Northern populations of snowshoe hares undergo cycles that range from seven to 17 years between population peaks. The average time between peaks is approximately 10 years. The period of abundance usually lasts for two to five years, followed by a population decline to lower numbers or local scarcity. Areas of great abundance tend to be scattered. Populations do not peak simultaneously in all areas, although a great deal of synchronicity occurs in northern latitudes. From 1931 to 1948, the cycle was synchronized within one or two years over most of Canada and Alaska, despite differences in predators and food supplies. In central Alberta, low snowshoe hare density occurred in 1965, with 42 to 74 snowshoe hares per 100 acres (40 ha). The population peak occurred in November 1970 with 2,830 to 5,660 snowshoe hares per 100 acres (40 ha). In the southern parts of its range, snowshoe hare populations do not fluctuate radically.

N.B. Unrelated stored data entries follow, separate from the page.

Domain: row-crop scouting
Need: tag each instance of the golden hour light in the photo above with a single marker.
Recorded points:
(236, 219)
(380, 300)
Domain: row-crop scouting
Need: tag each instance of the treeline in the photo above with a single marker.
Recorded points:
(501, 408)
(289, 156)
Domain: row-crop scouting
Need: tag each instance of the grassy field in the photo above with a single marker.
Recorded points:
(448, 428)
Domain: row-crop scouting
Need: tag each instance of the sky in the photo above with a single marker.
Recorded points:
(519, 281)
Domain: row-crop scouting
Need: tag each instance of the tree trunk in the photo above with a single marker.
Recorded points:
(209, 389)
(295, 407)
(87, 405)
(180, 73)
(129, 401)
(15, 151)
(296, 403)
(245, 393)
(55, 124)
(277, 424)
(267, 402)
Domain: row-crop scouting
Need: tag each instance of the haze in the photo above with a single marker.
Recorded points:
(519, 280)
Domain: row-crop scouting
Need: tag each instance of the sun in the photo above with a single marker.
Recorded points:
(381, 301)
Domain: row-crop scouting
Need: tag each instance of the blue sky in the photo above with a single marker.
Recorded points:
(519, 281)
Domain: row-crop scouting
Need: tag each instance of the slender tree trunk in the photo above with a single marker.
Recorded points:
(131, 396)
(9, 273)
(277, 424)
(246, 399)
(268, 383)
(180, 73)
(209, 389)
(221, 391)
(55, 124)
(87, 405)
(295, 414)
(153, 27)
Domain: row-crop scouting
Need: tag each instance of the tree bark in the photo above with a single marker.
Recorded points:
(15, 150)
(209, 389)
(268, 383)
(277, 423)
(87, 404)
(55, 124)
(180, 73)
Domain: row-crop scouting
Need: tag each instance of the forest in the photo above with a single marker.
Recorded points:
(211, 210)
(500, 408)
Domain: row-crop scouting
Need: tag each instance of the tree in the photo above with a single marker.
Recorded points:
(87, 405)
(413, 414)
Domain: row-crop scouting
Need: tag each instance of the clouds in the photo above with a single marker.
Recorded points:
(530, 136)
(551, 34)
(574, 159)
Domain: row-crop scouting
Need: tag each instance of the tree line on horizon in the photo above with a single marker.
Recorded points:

Exclosure experiments in Alberta indicated browsing by snowshoe hares during population peaks has the greatest impact on palatable species, thus further reducing the amount of available foods. In this study, insufficient nutritious young browse was available to sustain the number of snowshoe hares present in the peak years (1971 and 1972) in winter.

The hare's fluctuating numbers are modelled by the Lotka–Volterra equations.

== Vulnerability to climate change ==
The habitat for some snowshoe hares has changed dramatically, leaving some habitats without snow for longer periods than previously. As an adaptation to decreased snow cover, many snowshoe hares in these habitats stay brown all winter. Others, however, continue to turn white in winter. White hares in snowless habitats are at an increased risk of being hunted and killed because they are no longer camouflaged. Many people in the scientific community believe that snowshoe hare populations are at risk of crashing unless interbreeding speeds up the process of evolution to year-round brown. Other species who rely on the hare as part of their diet are also at risk.